The following check “IF NEW._doc IS NOT NULL AND (TG_OP = 'INSERT' OR OLD._doc::text != NEW._doc::text)” guarantees that any transformation happens only if it’s a row inserted or updated by a DMS task. That’s because NEW._doc could not be sent from our apps, because there was no such logic. We could in fact simplify it to just the first part of this condition, because we narrowed the scope of possible operations to INSERT and UPDATE when creating a trigger, but we preferred to have it double checked and called as rarely as possible.

In the next line, we parse _doc column to a binary JSON format and store it under the DOC variable. Following line “NEW.tenant_id = COALESCE(DOC->>'tenant_id', TG_ARGV[0]);” shows that we had two ways to deliver tenant and project ids. The first option was to update the data in Mongo first, and send it already equipped with these values. Or trigger arguments, described on previous pages. If neither of these was provided then the inserted document would be rejected by NOT NULL constraint, ending as a DMS task failure. Next line “NEW.id = COALESCE(DOC->>'id', 'MISSING');” sets the ID for the row for a proper one, or uses 'MISSING' as a fallback. We preferred to copy corrupted data and fix corrupted leftovers already in Postgres. The corresponding check “id = 'MISSING'” was fired in the --- wrong vouchers sanity check shown before. The line after that sets voucher code. We don’t have any fallback here, because it’s possible to have vouchers without the code internally in our system. The following line “NEW.deleted = COALESCE((DOC->>'deleted')::boolean, FALSE);” is responsible for setting a boolean flag for the deleted column. As you can see it provides a default FALSE value.

The next section of the presented piece of the migration script deals with a discount jsonb variable. Let’s see this fragment:

NEW.discount = DOC->'discount';

IF jsonb_typeof(NEW.discount) = 'null' THEN

NEW.discount = NULL;

END IF;

As you can see, to extract a part of the MongoDB document and store it in a json/jsonb column it is enough to use a single arrow -> notation, which does not parse to a string as the double arrow ->>. However, be cautious here! Missing value will give you SQL-like NULL value, but a json-like null value will get converted with no issues into a json-like null value in your SQL table. Although it is expected from the SQL side, it may cause your code to fail due to invalid transformations of such value. Normally, when writing SQL queries we make it safe only for a NULL case. And if we don’t exclude also the null values then using -> or ->> will cause errors in the production environment. The solution that we applied was to catch such null cases in the migration script and convert them to their SQL equivalents.

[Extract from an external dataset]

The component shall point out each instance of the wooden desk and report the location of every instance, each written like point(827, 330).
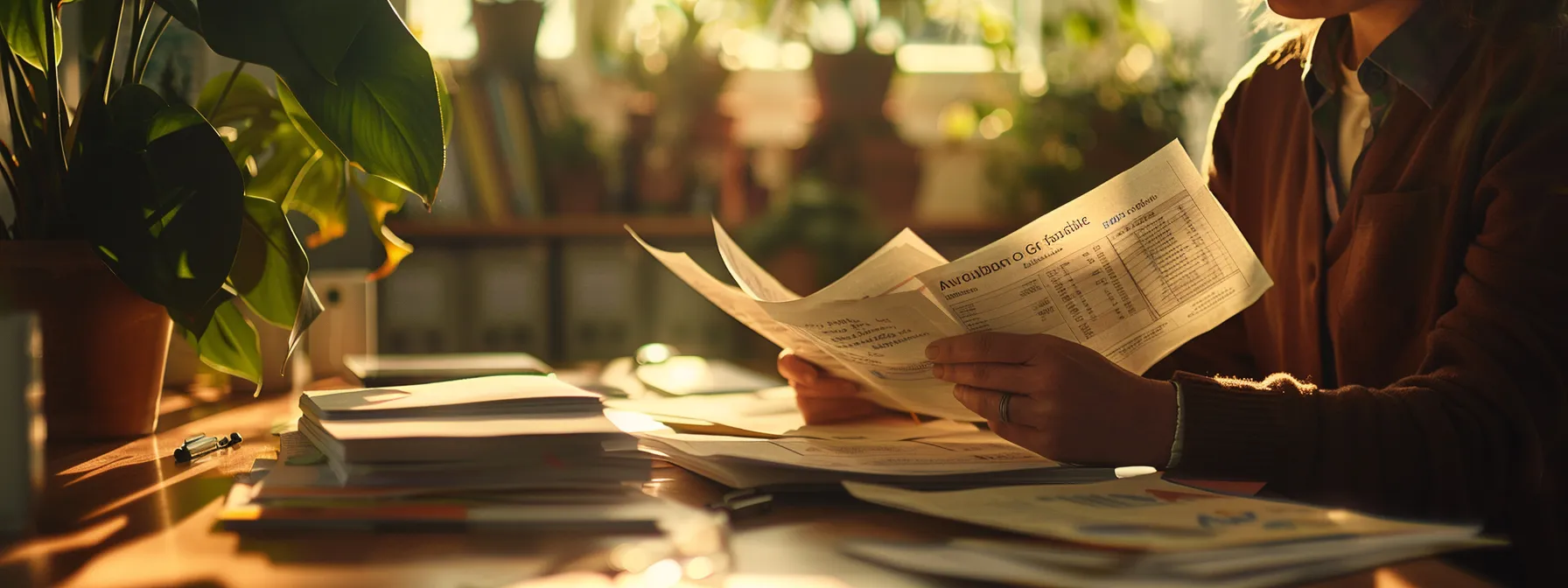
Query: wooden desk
point(126, 514)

The section following the previous one also handles a jsonb publish field, but has some enhancements essential for our system. Let’s take a closer look:

NEW.publish = COALESCE(DOC->'publish', '{}'::jsonb);

IF jsonb_typeof(NEW.publish) = 'null' THEN

NEW.publish = '{}'::jsonb;

END IF;

NEW.publish = NEW.publish || jsonb_build_object('count', COALESCE(FLOOR((NEW.publish->>'count')::float), 0));

Here we additionally have a fallback '{}'::jsonb value. Simply put, it’s possible to have a NULL discount in our platform, but we prefer to always have at least a json with a zeroed count field in the publish column. Next comes the same check for null values as before, with just a different fallback value. The last line is either setting a default zero for the count variable, or parsing an existing value to an integer by rounding it down. We faced an issue, described before already, with some corrupted values like “1.00001” stored as string values under this field. This was working well in our Mongo-oriented code, but failed in the SQL version. We preferred to have clean data as a solution to this problem.

The following section for the validity_day_of_week field was used to convert a json-like array of integers into an SQL-like integers array:

IF DOC->>'validity_day_of_week' IS NOT NULL THEN

NEW.validity_day_of_week = voucherify.json_arr2int_arr(DOC->'validity_day_of_week');

ELSE

NEW.validity_day_of_week = NULL;

END IF;

This kind of transformation is not as straightforward as you may expect. Using a single arrow -> would leave an array as a json/jsonb value, which would not be assignable for this column. The trick was to use a voucherify.json_arr2int_arr helper function that we registered in Postgres together with the migration script. The content of this function will be presented in the appendix. The use of a double arrow in the “IF DOC->>'validity_day_of_week' IS NOT NULL” condition is more interesting here. When using a single arrow, the json-like null value would result in a value different than NULL causing error in the next line. Double arrow will flatten possible outcomes to a single one, making this piece of code safe again.

The last part of the migration script deals with three date variables – created_at, updated_at and deleted_at. Let’s see it again:

NEW.created_at = to_timestamp(voucherify.hex_to_bigint(SUBSTR(DOC->'_id'->>'$oid', 1, 8)));

NEW.updated_at = COALESCE(to_timestamp((DOC->'updated_at'->>'$date')::bigint / 1000), (DOC->>'updated_at')::timestamp);

NEW.deleted_at = COALESCE(to_timestamp((DOC->'deletedAt'->>'$date')::bigint / 1000), (DOC->>'deletedAt')::timestamp);

The first uses a kind of a magic trick. In the Mongo database, the first eight characters of the _id field are in fact the entity creation timestamp. It can be extracted by first converting these signs from the hexadecimal format to SQL’s big integer using the voucherify.hex_to_bigint helper function, and then to a timestamp using the built-in to_timestamp method. The _id field is not a string directly, but rather an object with a single string property $oid, that holds the desired text value.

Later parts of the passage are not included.